End of the day, humans have basic expectations that often unfortunately go unnoticed to people higher up the economic or some other strata. So the least we can do in the absence of real user inputs, is at least consider a respectable minimum must-have’s. Don’t try to skim on the basics, expecting a user who might be less privileged than you, to be thrilled with your solution.

What might that look like?
Think of when Mr. Ratan Tata first proposed (and promised) a car for the masses that would be priced at INR 1 lakh. Media and others got creative, trying to imagine what such a car might look like. Some concepts showed what appeared to be a bare-bones structure, some looked like vegetable carts. But what the Tata’s finally gave the Indian consumer, was a good looking car that pushed the boundaries of innovation, while not skimming on the basics that any consumer would come to expect. Just because it was unimaginable to have a real car at that price point back then, the Tata’s didn’t go wild by checking off the basics in terms of features, something a lot of brands tend to do to stay competitively priced.
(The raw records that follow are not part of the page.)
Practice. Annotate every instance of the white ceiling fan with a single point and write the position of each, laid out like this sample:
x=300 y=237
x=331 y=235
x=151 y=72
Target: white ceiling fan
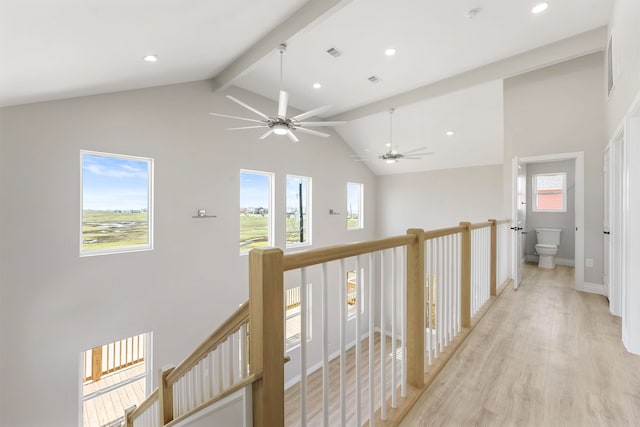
x=281 y=124
x=393 y=155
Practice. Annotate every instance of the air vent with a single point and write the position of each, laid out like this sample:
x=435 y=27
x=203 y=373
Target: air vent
x=335 y=52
Consider another example of how the thoughtful initiative by the former Delhi government of creating shelters for the homeless, backfired badly [read about it here]. There, not just the government, but any of us might have presumed the homeless should have been grateful to have the government build shelters for them to keep warm in Delhi’s harsh winters. But in reality, because of the lack of simple storage facilities for them, the homeless preferred weathering the bitter cold rather than risk their humble worldly possessions getting stolen in a homeless shelter that didn’t have lockers.

Tata Memorial hospital does it beautifully. They have retained humility and compassion in their care. Recently, some municipal officials razed a temporary structure adjoining the hospital that was used by the hospital to offer shelter and food for patients. How often do you hear of a hospital that not only tends to its admitted and OPD patients, but also tries offer care and support to patients waiting around the hospital? Interestingly, Justice Gauri Godse of the High Court condemned the municipal action, fining the body for the hospital’s legal fees, even going to the extent of stating that the municipal body was at liberty to recover the fine from its officers who were at fault.

Given the socio-economic divide that most of us have a relatively keen sense of, it is increasingly easy to forget we are all equal humans first. Let us behave and create more inclusively.